Культура и империализм (Саид) - страница 196

В рамках кодов европейской художественной литературы эти интерпретации имперского проекта являются реалистичным напоминанием о том, что никому не дано по-настоящему скрыться от мира в своей собственной частной версии реальности. Обратный ход к Дон-Кихоту тут совершенно очевиден, как очевидна и связь с институциональными аспектами самой романной формы, где сбившийся с пути индивид обычно подвергается дисциплинарному воздействию в интересах корпоративной идентичности. У Конрада в очевидно колониальной обстановке причиной разрушения являются европейцы, и они включены внутрь нарративной структуры, которая ретроспективно вновь подчинена испытующему взгляду европейца. Это отчетливо видно в обоих произведениях: более раннем «Лорде Джиме» и более поздней «Победе»: в то время, как идеалистичный и одинокий белый человек (Джим, Хейст) живет жизнью донкихотовского уединения, в его пространство вторгаются эманации Мефистофеля, авантюристы, чьи последующие злодеяния ретроспективно исследует белый человек-нарратор.

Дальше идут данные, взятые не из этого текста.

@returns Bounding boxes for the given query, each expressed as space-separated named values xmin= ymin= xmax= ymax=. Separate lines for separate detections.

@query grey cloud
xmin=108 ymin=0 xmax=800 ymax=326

«Сердце тьмы» — еще один пример такого рода. Аудитория Марлоу — англичане, и сам Марлоу проникает в частные владения Куртца в качестве носителя пытливого западного ума, стремящегося отыскать смысл в апокалипсическом откровении. Большинство исследователей сразу же отмечают скепсис Конрада по поводу колониального предприятия, но они редко замечают, что, повествуя о своем африканском путешествии, Марлоу повторяет и подтверждает действия Куртца: через историзацию и включение ее эксцентричности в свой нарратив он возвращает Африку под гегемонию европейцев. Дикари, первозданная среда, даже глупость стрельбы из пушек по просторам континента, — все это лишь еще раз подчеркивает потребность Марлоу разместить колонии на имперской карте и окутать темпоральностью поддающейся наррации истории, вне зависимости от того, насколько сложны или спорны результаты.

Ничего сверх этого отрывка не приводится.